The United States exceeds 250,000 deaths from Covid-19
The United States on Wednesday surpassed the 250,000 death toll from Covid-19 since the start of the pandemic, according to the Johns Hopkins University.
The country, where the number of infected has increased significantly in recent weeks, is the most affected in the world by the virus, ahead of Brazil and India.
With more than 11 million cases, it represents almost a fifth of the total number of infections registered worldwide since the appearance of the new coronavirus in China at the end of 2019.
The United States has recorded an average of more than 1,000 deaths a day in the past two weeks.
Faced with a new acceleration of the virus, some states and cities have restored the restrictions, anticipating the celebrations of Thanksgiving Day, marked in general by large family gatherings and trips around the country.
New York state has imposed a curfew on bars and restaurants and will close its schools starting Thursday.

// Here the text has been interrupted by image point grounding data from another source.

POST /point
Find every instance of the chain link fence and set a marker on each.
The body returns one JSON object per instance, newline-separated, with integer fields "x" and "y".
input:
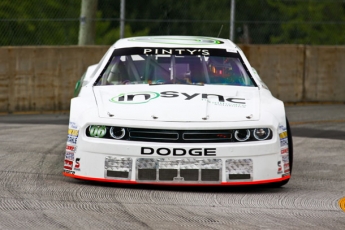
{"x": 56, "y": 22}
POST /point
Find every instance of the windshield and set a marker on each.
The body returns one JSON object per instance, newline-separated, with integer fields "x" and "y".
{"x": 162, "y": 68}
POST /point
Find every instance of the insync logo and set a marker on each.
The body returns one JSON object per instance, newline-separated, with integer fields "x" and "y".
{"x": 144, "y": 97}
{"x": 135, "y": 97}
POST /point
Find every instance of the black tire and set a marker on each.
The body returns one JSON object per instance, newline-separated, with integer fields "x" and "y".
{"x": 290, "y": 145}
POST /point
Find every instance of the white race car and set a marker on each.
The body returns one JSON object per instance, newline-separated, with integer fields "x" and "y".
{"x": 177, "y": 110}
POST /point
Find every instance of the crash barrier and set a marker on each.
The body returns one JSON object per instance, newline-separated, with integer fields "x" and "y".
{"x": 42, "y": 78}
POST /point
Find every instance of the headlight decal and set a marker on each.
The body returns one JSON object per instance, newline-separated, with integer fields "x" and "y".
{"x": 179, "y": 136}
{"x": 284, "y": 148}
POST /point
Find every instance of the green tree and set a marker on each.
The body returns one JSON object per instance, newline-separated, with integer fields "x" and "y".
{"x": 311, "y": 22}
{"x": 38, "y": 22}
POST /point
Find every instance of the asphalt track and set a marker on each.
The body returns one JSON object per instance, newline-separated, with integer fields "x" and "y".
{"x": 35, "y": 195}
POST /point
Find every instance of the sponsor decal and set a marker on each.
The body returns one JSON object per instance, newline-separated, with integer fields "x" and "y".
{"x": 342, "y": 203}
{"x": 71, "y": 147}
{"x": 286, "y": 167}
{"x": 69, "y": 156}
{"x": 285, "y": 158}
{"x": 69, "y": 171}
{"x": 77, "y": 164}
{"x": 72, "y": 139}
{"x": 97, "y": 130}
{"x": 163, "y": 51}
{"x": 144, "y": 97}
{"x": 68, "y": 164}
{"x": 280, "y": 169}
{"x": 283, "y": 135}
{"x": 284, "y": 142}
{"x": 284, "y": 150}
{"x": 73, "y": 125}
{"x": 282, "y": 128}
{"x": 73, "y": 132}
{"x": 135, "y": 97}
{"x": 179, "y": 151}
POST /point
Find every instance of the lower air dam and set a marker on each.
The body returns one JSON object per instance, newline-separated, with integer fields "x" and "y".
{"x": 188, "y": 170}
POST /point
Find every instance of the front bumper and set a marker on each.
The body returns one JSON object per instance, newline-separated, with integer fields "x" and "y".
{"x": 176, "y": 163}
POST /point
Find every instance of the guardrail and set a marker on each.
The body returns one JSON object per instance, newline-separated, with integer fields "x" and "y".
{"x": 42, "y": 78}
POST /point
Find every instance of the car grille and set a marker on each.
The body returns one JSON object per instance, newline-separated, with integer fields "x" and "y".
{"x": 182, "y": 170}
{"x": 180, "y": 136}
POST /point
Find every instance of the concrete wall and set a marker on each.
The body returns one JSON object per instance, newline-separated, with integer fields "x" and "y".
{"x": 43, "y": 78}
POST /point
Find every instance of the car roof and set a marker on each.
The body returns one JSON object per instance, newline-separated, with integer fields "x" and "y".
{"x": 176, "y": 41}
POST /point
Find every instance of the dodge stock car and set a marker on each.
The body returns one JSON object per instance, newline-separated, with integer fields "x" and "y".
{"x": 177, "y": 110}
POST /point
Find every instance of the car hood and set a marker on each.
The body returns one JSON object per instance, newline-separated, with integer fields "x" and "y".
{"x": 188, "y": 103}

The mayor of Chicago, the nation's third-largest city, has asked its residents to stay home, with the exception of essential travel.
A study by the Centers for Disease Control and Prevention, published in late October, estimated excess mortality related to the Covid-19 pandemic in the United States at 300,000 people, based on demographic models.
Pfizer and Moderna recently announced of two effective experimental vaccines against Covid-19, which if they receive the green light from the US drug agency, could allow the first vaccinations to proceed before the end of the year.
Some see this as light at the end of the tunnel, while others are skeptical about the fast pace of arrival of a vaccine, as it usually takes several years of research to make sure that a virus vaccine is really safe for humans.